SEFR CUT (Stacked Ensemble Filter and Refine for Word Segmentation)
Domain Adaptation of Thai Word Segmentation Models using Stacked Ensemble (EMNLP 2020)
CRF as Stacked Model and DeepCut as Baseline model
Read more:
- Paper: Domain Adaptation of Thai Word Segmentation Models using Stacked Ensemble
- Blog: Domain Adaptation กับตัวตัดคำ มันดีย์จริงๆ
- New verision (ACL2021): OSKut (Out-of-domain StacKed cut for Word Segmentation)
Citation
@inproceedings{limkonchotiwat-etal-2020-domain,
title = "Domain Adaptation of {T}hai Word Segmentation Models using Stacked Ensemble",
author = "Limkonchotiwat, Peerat and
Phatthiyaphaibun, Wannaphong and
Sarwar, Raheem and
Chuangsuwanich, Ekapol and
Nutanong, Sarana",
booktitle = "Proceedings of the 2020 Conference on Empirical Methods in Natural Language Processing (EMNLP)",
year = "2020",
publisher = "Association for Computational Linguistics",
url = "https://www.aclweb.org/anthology/2020.emnlp-main.315",
}
Install
pip install sefr_cut
How To use
Requirements
- python >= 3.6
- python-crfsuite >= 0.9.7
- pyahocorasick == 1.4.0
Example
- Example files are on SEFR Example notebook
- Try it on Colab
Load Engine & Engine Mode
- ws1000, tnhc, and BEST !!
- ws1000: The model trained on Wisesight-1000 and test on Wisesight-160
- tnhc: The model trained on TNHC (80:20 train&test split with random seed 42)

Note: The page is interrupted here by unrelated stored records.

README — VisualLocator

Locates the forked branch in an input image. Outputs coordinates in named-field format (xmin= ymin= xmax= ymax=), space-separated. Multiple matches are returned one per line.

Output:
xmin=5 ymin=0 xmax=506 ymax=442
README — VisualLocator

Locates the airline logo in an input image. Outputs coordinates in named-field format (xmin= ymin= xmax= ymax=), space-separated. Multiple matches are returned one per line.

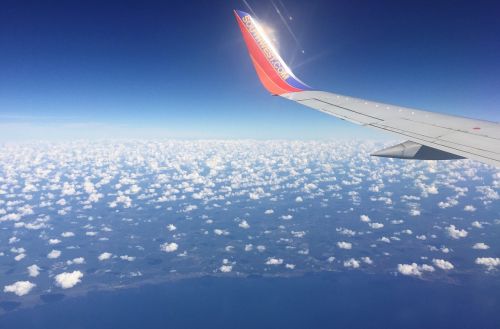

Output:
xmin=241 ymin=15 xmax=290 ymax=80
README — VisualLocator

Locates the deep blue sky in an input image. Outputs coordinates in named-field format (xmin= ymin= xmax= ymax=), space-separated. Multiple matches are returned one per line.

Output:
xmin=0 ymin=0 xmax=500 ymax=140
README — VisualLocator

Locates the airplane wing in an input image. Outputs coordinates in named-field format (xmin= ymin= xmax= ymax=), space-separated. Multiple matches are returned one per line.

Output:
xmin=234 ymin=10 xmax=500 ymax=167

- BEST: The model trained on BEST-2010 Corpus (NECTEC)
sefr_cut.load_model(engine='ws1000') # OR sefr_cut.load_model(engine='tnhc') # OR sefr_cut.load_model(engine='best')
- tl-deepcut-XXXX
- We also provide transfer learning of deepcut on 'Wisesight' as tl-deepcut-ws1000 and 'TNHC' as tl-deepcut-tnhc
sefr_cut.load_model(engine='tl-deepcut-ws1000') # OR sefr_cut.load_model(engine='tl-deepcut-tnhc')
- deepcut
- We also provide the original deepcut
sefr_cut.load_model(engine='deepcut')
Segment Example
You need to read the paper to understand why we have
- Tokenize with default k-value
sefr_cut.load_model(engine='ws1000') print(sefr_cut.tokenize(['สวัสดีประเทศไทย','ลุงตู่สู้ๆ'])) print(sefr_cut.tokenize(['สวัสดีประเทศไทย'])) print(sefr_cut.tokenize('สวัสดีประเทศไทย')) [['สวัสดี', 'ประเทศ', 'ไทย'], ['ลุง', 'ตู่', 'สู้', 'ๆ']] [['สวัสดี', 'ประเทศ', 'ไทย']] [['สวัสดี', 'ประเทศ', 'ไทย']]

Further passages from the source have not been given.